Hi Biostars,
I want to align reads from a non-model microbat genome to the repeat-masked version of the published microbat (Myotis lucifugus) genome and do variant calling. I have short insert paired-end data generated on an Illumina Nextseq. The Myotis lucifugus genome has fairly gappy scaffolds and is of course a different, albeit closely related species.
Is more appropriate for me to align my reads as single-end or paired-end reads? BWA and other similar aligners penalize unpaired reads heavily by default. My concern is that I will have reads thrown out because their pair either falls within a masked repetitive region or in a gap of N's in the scaffold.
As a side note, when I run BWA with defaults, I get radically different mapping percentages depending on whether I align the reads as single-ended (~60% mapping) or paired-end (~85% mapping). Is this because BWA is penalizing the single-ended reads for not having a mate pair? Would I fix this by reducing the -U penalty for an unpaired read pair from its default of 17 to 0?

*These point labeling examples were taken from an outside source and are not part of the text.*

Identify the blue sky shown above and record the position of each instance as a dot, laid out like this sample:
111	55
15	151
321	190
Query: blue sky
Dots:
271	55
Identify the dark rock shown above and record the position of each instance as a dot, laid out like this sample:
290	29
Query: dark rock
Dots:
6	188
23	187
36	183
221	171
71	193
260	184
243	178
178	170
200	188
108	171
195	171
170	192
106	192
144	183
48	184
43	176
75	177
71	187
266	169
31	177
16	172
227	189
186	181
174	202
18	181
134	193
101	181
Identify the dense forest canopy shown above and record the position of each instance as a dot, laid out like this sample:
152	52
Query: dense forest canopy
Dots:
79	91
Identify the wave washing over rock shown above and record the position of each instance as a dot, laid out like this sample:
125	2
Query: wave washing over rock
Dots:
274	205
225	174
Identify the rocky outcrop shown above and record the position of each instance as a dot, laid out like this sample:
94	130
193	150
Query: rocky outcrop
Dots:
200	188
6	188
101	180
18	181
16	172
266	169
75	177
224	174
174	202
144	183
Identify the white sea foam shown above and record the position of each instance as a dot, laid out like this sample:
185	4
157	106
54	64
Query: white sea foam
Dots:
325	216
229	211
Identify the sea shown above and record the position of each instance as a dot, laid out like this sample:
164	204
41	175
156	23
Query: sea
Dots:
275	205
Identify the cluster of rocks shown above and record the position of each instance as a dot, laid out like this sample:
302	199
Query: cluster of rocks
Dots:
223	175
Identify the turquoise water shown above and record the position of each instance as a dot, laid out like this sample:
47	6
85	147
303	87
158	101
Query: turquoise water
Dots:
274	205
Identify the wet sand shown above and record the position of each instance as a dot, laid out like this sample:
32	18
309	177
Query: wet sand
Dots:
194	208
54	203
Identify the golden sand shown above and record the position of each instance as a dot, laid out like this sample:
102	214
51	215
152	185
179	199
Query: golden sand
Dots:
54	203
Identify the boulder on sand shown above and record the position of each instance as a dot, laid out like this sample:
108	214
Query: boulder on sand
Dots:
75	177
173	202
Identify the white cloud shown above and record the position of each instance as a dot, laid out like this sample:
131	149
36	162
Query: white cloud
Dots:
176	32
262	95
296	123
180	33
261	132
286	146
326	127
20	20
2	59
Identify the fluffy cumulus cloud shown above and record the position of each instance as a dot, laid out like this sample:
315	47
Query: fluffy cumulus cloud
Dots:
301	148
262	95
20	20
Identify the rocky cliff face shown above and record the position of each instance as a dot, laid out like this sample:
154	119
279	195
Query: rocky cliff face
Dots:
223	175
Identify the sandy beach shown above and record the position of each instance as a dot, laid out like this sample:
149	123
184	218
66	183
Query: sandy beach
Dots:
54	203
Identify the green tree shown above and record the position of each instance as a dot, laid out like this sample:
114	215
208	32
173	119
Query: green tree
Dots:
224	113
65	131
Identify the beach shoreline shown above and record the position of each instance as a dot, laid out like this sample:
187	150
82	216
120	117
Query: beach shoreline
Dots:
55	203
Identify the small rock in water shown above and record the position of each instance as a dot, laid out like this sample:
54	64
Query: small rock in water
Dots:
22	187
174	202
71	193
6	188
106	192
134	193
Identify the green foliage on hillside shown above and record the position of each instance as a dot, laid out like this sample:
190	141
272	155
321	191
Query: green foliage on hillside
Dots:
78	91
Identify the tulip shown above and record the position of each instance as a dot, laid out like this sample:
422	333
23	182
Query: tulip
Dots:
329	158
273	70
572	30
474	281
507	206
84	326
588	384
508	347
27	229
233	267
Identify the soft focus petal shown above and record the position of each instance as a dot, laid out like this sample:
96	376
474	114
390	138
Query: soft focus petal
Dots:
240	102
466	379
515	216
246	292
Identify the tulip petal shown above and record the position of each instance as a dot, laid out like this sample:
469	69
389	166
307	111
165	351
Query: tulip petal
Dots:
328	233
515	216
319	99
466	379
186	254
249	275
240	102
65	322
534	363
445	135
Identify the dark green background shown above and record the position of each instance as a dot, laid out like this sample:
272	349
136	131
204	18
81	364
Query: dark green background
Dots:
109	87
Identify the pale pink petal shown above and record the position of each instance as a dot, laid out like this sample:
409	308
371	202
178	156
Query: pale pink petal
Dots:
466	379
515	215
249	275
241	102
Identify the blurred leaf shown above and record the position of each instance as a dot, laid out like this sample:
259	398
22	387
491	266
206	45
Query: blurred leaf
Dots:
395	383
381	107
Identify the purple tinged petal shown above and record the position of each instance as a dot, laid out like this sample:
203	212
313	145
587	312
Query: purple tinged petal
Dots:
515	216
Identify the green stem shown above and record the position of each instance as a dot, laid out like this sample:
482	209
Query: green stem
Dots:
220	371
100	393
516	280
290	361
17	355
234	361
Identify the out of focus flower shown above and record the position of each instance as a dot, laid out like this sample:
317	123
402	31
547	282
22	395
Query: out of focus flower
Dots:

Sorry that this is a few questions bundled together. This is also my first time posting here and I apologize if I've missed a rule.
Thanks. For perspective, only ~70% of my reads are mapping in proper pairs according to samtools flagstat. I was also working with a museum specimen rather than a fresh sample and did a much less stringent size selection to preserve material. I've used a pair-merging program previously which showed that at least ~30% of my reads are also overlapping (so in principle I could also map these as long single-ended reads rather than pairs). I'll definitely try it a couple of ways.
70% isnt too bad you know - particularly when you're mapping to a different species!! I wouldn't bother with my suggestion then, as it will cause headaches down the road. Many programs work with either PE or SE, and cant handle both. I'd keep the 70% and be happy it wasn't 40% ;) Probably thanks to those long reads :)
Well that's good to know! I did try mapping them as single ended and paired and also tried mapping the single end reads with the default
-Uparameter (unpaired penalty) and setting it to zero, it made no difference so I'm guessing BWA is smart enough to know when to use it and when not. Paired did have a slightly higher mapping percent than single, but I think I know why now. By default, bwa mem does mate rescue, where, if one of a pair maps but the other's map quality is too low, it will try to map it again using the SW algorithm. If it passes SW then it will still get mapped. I believe it only does this in paired end mode.Thanks again for your suggestions John, much appreciated.